Anyway, Mons Meg was put together in 1449 and, stories differ as to how, ended up in the possession of the Scots.
They used her to hurl big rocks at the English for a time and she served admirably.
However, she eventually experienced a blow-out.
"The gun was fired in 1680 to celebrate the arrival of James Duke of Albany and York, later King James II of England and VII of Scotland"
To be fair; the old girl was on her 240th birthday so it would make sense to figure she'd be a bit fragile.
The rumor is: the shot was loaded by an English cannoneer who may have overloaded it due out of jealousy since Mother England had no such boss ordnance.
The ball was found (According to the story) two klicks away.

Here's the damage.
Hardly a catastrophic failure. It broke one ring - didn't even bend (Looks like) the staves.
Now, the explosion of the "Peacemaker" aboard the USS Princeton in 1844 was a catastrophic failure and a good illustration of the linear vs transverse strength of wrought iron,
If Mons Meg's mishap had occurred in the heat of the moment instead of just at a ceremony, this old bitch could have still have thrown rounds down range.
Okay, I've illustrated the principle proving that a lot of little, weak parts can be better than just one big... part.

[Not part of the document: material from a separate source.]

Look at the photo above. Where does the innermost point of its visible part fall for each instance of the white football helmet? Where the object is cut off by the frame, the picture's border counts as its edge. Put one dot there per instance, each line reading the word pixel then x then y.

Here's a down and dirty demo of the making of a wrought iron cannon. It's a little one so the tube is a rolled sheet but the reinforcing rings are identical.
The comments are hilarious. "Why didn't they just cast it in one piece?" Like that's easier.
On the subject of of cast guns, we'll touch on "The Dardanelles Gun" to finish up.
The Dardanelles are, of course, the choke point between the Sea of Marma and the Black Sea. A bit to the west is the Hellespont, home of the disastrous Gallipoli campaign.
As long as there have been hotly contested chunks of real estate in the world, this has been one of them.

Anyway, the Dardanelles gun was cast - inspired by those cast by a Hungarian named Urban whose bombards knocked down the walls on Constantinople in 1453 thus making it Istanbul - in 1464.
The shift from Constaninople (formerly Byzantium) to Istanbul is lucidly explained in this video by They Might Be Giants (They did the theme song for "Malcom in the Middle" - and they might actually be giants.)
So Constantine's city fell and those Godless Muslims covered up all the mosiacs in the Hagia Sophia but... to the victors go the cool buildings.

About ten years later, this unit was commissioned.
24 7/8" bore, 18 tons (both chunks) and wicked bad.
It was, for a time set up to overlook the straits, the better to shell ships that may not be welcome in the Black Sea.
Fast forward from 1464 to 1807.
The Dardanelles Operation wherein the British thought to show those rag-heads who was boss and got their ass soundly whipped by this old antique as well as some of her sisters.
Twenty-eight Brit sailors dead and a solid Ottoman victory.
What I love about this old thing is this: One of the innovations brought to the table by the gun's designer/maker, Munir Ali, was the two piece construction seen above.

And that is where I fall in love with her.
Check out the picture. The two pieces (Probably 9 tons each as the smaller is the chamber/breech and contains a larger quantity of solid metal.) just screw together!
Now, I'm not throwing rocks at Munir Ali and his innovation at all. It's just that... I can't get my head wrapped around this concept where two parts of a whole - are threaded together - weighing nine tons apiece.
Just pick 'em up and screw 'em together. Righty - tighty, lefty - loosey.

Yeah, yeah. That's what those handy rims are for - levers and such.
Or a twenty-foot pipe wrench and teflon tape on a roll like paper towels.
Okay, gettin' silly.
Me, out.

4 comments:

S O said...

The list is horrible.
The totally forgot the Dora, for example:

http://en.wikipedia.org/wiki/Dora_%28artillery%29

S O said...

Oops, they didn't forget it. Just used a picture that's so small my brain took three views to associate it with the huge Dora.

It's the third biggest by calibre, and way bigger than the Yamato's and Musashi's 18 inchers.